Il proteoma umano è l'insieme di proteine espresse dal nostro genoma. Le informazioni sulle proteine devono riguardare non solo la struttura chimica e la funzione ma anche il tessuto in cui generalmente si trovano.

• Il Proteoma può variare tra due individui della stessa specie.
• Il Proteoma in uno stesso individuo può variare nel tempo.
• Il Proteoma può variare in risposta ai cambiamenti ambientali.

Malattie legate al mal ripiegamento delle proteine

Le malattie associate al mal ripiegamento delle proteine includono:

• La malattia da aggregati di fibrille di amiloide Alzheimer
• Le malattie prioniche encefalopatie spongiformi trasmissibili e Morbo di Creutzfeldt-Jacob
• Proteopatie

Enzimi

L'enzima è una proteina. Un enzima è costituito da un sito catalitico. Se abbiamo una molecola che ha le sembianze del substrato per quanto riguarda la parte che si adatta al sito attivo possiamo avere l'inibizione dell'enzima, detta inibizione competitiva.

Inibizione enzimatica

Inibizione non competitiva avviene quando due siti attivi sono presenti: quello del substrato e un sito modulatore in cui viene accolto un inibitore che, adattandosi al sito modulatorio e quindi inibitorio, va a modificare il sito attivo, motivo per cui il substrato non riesce più a interagire, quindi si ha un inibitore non competitivo. Esistono anche inibizioni miste (competitive e non competitive).
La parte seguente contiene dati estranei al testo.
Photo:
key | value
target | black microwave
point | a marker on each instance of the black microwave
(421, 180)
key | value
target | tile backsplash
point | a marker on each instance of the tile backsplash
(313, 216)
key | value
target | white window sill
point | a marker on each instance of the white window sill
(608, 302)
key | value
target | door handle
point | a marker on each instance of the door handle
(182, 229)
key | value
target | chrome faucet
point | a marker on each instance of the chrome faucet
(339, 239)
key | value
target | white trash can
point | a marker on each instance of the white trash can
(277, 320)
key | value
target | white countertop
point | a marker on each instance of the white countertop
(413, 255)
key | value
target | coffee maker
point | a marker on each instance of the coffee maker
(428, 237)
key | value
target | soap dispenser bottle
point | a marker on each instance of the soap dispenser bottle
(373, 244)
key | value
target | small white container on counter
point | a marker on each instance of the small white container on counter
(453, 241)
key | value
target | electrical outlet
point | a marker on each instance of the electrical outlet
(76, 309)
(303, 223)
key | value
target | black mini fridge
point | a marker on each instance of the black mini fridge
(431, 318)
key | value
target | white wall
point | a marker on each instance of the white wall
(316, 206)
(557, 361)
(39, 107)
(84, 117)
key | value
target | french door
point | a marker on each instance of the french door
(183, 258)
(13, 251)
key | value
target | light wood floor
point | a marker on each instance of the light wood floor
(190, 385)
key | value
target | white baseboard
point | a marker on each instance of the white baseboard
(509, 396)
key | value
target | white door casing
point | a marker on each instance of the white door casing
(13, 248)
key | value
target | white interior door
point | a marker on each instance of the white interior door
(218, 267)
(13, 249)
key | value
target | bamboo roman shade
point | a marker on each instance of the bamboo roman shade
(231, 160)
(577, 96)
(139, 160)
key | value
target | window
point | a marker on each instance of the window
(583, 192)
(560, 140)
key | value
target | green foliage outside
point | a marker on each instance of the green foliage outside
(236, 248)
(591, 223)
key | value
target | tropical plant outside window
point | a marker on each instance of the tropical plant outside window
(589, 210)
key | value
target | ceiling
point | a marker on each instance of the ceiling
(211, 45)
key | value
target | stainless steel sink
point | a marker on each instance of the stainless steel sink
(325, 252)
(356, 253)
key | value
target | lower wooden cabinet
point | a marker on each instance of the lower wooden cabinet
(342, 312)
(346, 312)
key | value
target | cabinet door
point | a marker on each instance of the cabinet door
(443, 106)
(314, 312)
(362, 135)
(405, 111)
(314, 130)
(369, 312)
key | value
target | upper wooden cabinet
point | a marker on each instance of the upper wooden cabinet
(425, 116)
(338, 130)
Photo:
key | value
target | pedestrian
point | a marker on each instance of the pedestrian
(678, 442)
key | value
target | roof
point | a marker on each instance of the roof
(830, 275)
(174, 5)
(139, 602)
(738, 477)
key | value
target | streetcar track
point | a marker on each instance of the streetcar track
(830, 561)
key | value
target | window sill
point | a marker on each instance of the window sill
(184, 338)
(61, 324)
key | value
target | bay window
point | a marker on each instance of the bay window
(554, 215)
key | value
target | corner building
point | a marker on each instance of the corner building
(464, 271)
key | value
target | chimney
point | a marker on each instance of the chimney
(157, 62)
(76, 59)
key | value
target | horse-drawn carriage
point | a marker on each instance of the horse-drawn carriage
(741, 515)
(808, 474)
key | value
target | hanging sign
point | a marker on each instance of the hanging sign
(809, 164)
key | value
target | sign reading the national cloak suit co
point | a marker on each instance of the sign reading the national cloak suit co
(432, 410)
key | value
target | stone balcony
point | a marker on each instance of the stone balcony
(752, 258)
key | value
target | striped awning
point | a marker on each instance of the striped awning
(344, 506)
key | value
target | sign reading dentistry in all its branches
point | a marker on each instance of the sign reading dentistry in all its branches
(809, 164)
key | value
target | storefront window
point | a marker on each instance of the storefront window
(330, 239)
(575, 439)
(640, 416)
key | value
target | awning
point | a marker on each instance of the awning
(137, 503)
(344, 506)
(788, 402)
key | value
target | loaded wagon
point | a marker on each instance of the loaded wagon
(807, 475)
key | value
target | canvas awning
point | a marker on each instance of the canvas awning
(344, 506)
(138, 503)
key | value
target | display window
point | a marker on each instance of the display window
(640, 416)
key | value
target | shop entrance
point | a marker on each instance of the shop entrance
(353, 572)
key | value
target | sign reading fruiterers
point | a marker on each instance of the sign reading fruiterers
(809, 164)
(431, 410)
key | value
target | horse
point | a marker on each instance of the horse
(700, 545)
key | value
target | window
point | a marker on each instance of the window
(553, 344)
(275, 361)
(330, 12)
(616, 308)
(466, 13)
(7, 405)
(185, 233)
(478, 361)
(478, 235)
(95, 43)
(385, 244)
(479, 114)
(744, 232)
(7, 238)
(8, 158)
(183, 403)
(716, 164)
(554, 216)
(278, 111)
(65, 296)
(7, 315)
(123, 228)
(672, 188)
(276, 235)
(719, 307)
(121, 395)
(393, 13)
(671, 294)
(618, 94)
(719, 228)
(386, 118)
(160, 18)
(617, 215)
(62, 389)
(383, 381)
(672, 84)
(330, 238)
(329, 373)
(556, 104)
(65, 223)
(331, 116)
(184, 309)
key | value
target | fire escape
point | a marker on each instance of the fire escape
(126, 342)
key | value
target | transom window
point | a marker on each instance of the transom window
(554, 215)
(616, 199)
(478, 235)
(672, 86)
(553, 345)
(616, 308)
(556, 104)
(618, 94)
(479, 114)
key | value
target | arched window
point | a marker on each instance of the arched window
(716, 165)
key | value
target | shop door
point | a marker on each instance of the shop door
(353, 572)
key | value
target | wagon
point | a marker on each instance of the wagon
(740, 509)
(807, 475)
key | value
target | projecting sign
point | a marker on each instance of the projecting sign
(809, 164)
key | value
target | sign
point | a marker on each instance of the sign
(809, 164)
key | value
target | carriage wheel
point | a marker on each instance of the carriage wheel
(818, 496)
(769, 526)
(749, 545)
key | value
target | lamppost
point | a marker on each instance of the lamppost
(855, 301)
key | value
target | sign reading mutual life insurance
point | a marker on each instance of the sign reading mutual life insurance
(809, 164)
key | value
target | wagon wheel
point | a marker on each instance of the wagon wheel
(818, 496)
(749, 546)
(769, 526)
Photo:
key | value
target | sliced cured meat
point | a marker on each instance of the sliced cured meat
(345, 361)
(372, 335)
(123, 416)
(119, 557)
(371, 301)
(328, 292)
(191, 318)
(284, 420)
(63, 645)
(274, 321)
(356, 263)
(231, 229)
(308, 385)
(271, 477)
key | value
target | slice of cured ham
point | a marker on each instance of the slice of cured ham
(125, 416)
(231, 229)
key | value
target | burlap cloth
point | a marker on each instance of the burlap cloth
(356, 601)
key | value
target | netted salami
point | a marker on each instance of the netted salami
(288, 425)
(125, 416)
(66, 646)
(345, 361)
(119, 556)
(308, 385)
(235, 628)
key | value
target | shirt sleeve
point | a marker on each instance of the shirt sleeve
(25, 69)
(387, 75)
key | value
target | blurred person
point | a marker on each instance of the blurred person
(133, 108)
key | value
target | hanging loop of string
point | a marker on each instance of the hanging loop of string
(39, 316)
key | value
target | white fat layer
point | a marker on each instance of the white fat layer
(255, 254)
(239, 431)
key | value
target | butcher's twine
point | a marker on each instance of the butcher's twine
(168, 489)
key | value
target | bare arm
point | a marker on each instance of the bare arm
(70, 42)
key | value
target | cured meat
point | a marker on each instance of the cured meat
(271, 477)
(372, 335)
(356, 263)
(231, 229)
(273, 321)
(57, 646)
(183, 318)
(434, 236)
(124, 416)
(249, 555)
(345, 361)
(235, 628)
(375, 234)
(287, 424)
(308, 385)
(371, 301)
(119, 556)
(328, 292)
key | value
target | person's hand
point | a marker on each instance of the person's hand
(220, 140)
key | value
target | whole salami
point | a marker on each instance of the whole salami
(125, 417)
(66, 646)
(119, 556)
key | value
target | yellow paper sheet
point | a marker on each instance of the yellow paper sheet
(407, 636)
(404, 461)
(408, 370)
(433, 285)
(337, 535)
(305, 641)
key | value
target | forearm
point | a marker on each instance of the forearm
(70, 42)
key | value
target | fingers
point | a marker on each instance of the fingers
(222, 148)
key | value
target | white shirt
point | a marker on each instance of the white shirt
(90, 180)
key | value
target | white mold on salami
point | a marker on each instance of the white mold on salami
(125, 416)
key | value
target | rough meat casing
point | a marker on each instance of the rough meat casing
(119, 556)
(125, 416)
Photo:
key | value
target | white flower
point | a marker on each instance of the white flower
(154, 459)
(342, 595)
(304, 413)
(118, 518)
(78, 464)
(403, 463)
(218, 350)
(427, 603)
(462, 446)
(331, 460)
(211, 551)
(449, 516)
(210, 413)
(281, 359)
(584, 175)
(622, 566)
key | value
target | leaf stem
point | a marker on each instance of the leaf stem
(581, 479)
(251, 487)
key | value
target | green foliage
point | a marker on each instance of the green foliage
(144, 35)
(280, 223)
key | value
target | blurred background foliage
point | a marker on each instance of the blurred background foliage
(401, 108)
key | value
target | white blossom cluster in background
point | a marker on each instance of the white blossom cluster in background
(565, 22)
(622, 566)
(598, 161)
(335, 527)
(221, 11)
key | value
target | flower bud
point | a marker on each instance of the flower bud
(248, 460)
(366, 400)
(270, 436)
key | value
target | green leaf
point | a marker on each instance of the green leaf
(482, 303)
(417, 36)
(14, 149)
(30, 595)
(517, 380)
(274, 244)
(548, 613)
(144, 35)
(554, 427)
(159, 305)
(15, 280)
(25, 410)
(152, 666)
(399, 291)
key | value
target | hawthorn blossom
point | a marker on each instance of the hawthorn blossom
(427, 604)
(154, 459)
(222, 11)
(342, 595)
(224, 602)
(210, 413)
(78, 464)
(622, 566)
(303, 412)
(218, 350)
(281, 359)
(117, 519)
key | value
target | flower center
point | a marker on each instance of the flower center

Enzimi che non seguono la cinetica

L'enzima allosterico presenta oltre al sito attivo anche altri siti modulatori (detti siti allosterici), quindi la cinetica enzimatica allosterica, essendo complessa, non è rappresentata da una cinetica iperbolica (poiché essa rappresenta rapporti enzima-substrato più semplici) ma da curve sigmoidi.

Reazioni semplici sono rappresentate dall'equazione di Michaelis-Menten. Le reazioni a spostamento singolo (sequenziali) vedono l'enzima legarsi all'attivatore, che poi si lega al substrato e forma il complesso enzima-attivatore-substrato secondo un meccanismo ordinato o casuale. Le reazioni a spostamento doppio vedono l'enzima legarsi al substrato solo dopo che il primo substrato è stato convertito in prodotto.